10 February 2013

Rwanda: Gisozi Marshland Residents Demand Compensation to Relocate

Last week, people living in the vicinity of Gisozi marshland (Ruhango cell) in Gasabo were given 90 days by the city authorities to relocate. They were also told that they wouldn't receive compensation because the area is not suited for habitation due to environmental reasons. The concerned citizens, however, claim never to have received a warning before, and say that without money, they have nowhere to go.

"I bought a Frw 450,000 plot here and have been here for more than a year; I got the permit from the local leaders," says Fortunee Nyinawagaga. "I have commercial activities on my plot and I was surviving.

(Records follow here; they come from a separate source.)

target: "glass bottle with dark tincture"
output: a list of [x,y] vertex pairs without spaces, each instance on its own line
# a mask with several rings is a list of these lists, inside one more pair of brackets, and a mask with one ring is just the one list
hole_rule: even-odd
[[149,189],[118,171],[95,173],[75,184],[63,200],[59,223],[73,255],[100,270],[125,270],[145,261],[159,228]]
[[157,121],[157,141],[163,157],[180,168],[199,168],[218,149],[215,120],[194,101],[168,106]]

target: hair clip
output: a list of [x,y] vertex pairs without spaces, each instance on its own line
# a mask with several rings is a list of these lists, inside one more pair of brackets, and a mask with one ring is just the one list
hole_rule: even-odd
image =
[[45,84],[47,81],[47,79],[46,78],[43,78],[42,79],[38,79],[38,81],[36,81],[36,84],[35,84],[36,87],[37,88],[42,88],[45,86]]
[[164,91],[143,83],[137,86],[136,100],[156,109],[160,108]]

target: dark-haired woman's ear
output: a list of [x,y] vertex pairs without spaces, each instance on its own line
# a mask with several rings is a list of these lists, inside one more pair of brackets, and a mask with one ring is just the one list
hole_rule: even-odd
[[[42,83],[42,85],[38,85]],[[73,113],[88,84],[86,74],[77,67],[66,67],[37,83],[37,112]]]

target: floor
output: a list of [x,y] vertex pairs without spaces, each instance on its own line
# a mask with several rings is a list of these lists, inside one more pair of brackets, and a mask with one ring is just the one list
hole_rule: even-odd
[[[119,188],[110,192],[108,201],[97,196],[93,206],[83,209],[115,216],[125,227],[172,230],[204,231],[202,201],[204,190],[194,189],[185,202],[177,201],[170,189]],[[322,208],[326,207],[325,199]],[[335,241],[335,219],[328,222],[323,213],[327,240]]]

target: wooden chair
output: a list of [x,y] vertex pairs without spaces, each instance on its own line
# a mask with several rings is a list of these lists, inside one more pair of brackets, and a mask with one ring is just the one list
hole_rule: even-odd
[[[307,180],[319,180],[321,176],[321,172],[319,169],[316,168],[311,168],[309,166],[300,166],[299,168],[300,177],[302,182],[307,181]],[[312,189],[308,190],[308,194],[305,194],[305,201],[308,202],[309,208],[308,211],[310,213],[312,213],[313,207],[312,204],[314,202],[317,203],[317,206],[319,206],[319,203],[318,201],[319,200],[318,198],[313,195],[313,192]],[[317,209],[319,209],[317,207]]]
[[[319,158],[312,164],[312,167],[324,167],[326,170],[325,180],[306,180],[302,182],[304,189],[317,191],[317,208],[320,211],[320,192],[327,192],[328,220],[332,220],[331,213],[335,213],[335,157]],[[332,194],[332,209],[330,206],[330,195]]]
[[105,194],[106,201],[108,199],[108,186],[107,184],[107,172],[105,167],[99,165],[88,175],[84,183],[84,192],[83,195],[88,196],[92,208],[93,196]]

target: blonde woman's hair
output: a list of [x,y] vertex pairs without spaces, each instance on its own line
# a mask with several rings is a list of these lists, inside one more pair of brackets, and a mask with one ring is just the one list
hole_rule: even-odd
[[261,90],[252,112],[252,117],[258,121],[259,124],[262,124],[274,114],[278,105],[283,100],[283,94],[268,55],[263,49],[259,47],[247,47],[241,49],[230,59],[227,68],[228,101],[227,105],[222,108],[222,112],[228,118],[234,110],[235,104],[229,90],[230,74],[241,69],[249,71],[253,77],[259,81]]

I am not against the idea to relocate, but I want to be compensated as someone whose settlement was approved by competent institutions."

Another affected citizen told The Rwanda Focus that he had sold his family land to come and live in Ruhango. "I wanted to settle here because I was planning to do some business," said Phocas Bagirubusa who bought a house for Frw 5.6m.

He too can understand the necessity of the relocation. "I am not against the idea. What is sad though is that the authorities who at the time signed my documents are now telling me to relocate without compensation. I have all the documents, permits and attestations," he laments, adding that he has been paying taxes for his plot for the last five years.

Yet the local authorities deny having given permission for people to settle there. "They won't receive any compensation because we didn't know about them settling here, and no one of us signed any of their documents," the executive secretary of Ruhango cell, Pascal Niyonsaba, said categorically.

He added that the sector issued warnings for them to relocate within 90 days. "Those people don't want to listen. Even now that they have received the notice, you can still find some of them constructing additional buildings. It's for their own benefit to relocate because it's an environmentally risky area," he said.

Yet when we insisted that we had seen permits with the sector and cell's stamps, including his own signature, he refused any further comment.


Officials of Gasabo district recognize that settlement problems are a big headache. Mayor Willy Ndizeye says one of the main problems is unplanned and unauthorized settlement. "They put old iron sheets on their houses to fool the authorities into thinking that they have been there for long," the mayor says.

Ndizeye says that problems often arise when the citizens have to be relocated and seek compensation. "This becomes very costly for the government," he explains, giving the example Kimicanga (also an environmental risk area) from which a big number of people has moved with compensation. "These fees could have served for other developmental needs," the mayor says. "For sure, we won't compensate those who will be found guilty of having settled in areas without proper permits."

However, some observers question how it would be possible for people to construct a house somewhere without the authorities noticing. "Frankly speaking, our administration is very well organized, so how can someone escape attention like that with local leaders monitoring their area day and night? Even the social control by citizens would bring such issues to light," observed a policy analyst. "If this was the case, it would be a failure on the administration's side."

He also doesn't agree with Ndizeye's observation that the compensations constitute a loss for the country. "They are paid according to the value of their properties and other items they are leaving behind. Is that a loss?"